Former THQ president Jason Rubin believes the company would have survived its hardships were it not for "massive mistakes," all made prior to his joining THQ in March 2012, he said in a recent interview with MCVUK.
Rubin said THQ's survival was dependent on its restructuring, which resulted in the company filing for bankruptcy and holding an auction to liquidate its assets rather than being acquired by another company.
"I think it is incorrect to attribute THQ's predicament with overall changes in the industry," Rubin said. "To be sure, all triple-A publishers have been under pressure, but THQ had every chance to survive had it not made massive mistakes."

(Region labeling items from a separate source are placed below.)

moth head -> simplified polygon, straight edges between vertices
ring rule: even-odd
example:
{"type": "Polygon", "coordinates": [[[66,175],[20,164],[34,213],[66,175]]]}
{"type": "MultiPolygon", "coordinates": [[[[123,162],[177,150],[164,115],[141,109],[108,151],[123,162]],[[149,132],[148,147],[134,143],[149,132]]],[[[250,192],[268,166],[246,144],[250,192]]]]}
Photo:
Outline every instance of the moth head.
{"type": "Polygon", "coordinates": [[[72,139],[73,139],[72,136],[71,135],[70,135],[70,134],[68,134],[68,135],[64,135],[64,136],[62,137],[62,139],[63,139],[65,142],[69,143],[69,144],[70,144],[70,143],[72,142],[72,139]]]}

According to Rubin, these mistakes include "incredible losses" due to the failed uDraw tablet, money wasted on the cancelled Warhammer 40,000 MMO, a push for more casual and children's games "far after" the mobile initiative "killed the business," a "generally haphazard and inefficient approach to deal making" and publishing "otherwise inferior titles like Homefront."
"There are certainly things to be said about challenges in the mid-tier triple-A publishing business, but I don't think that conflating it with THQ's experience is helpful," he added.
The former president said he could blame THQ's failure on bad luck, but the "sea of bad decisions" the company made is hard to ignore.
"I think that luck plays a role in success and failure, but THQ's decisions and execution were the major reason for its failure," he said.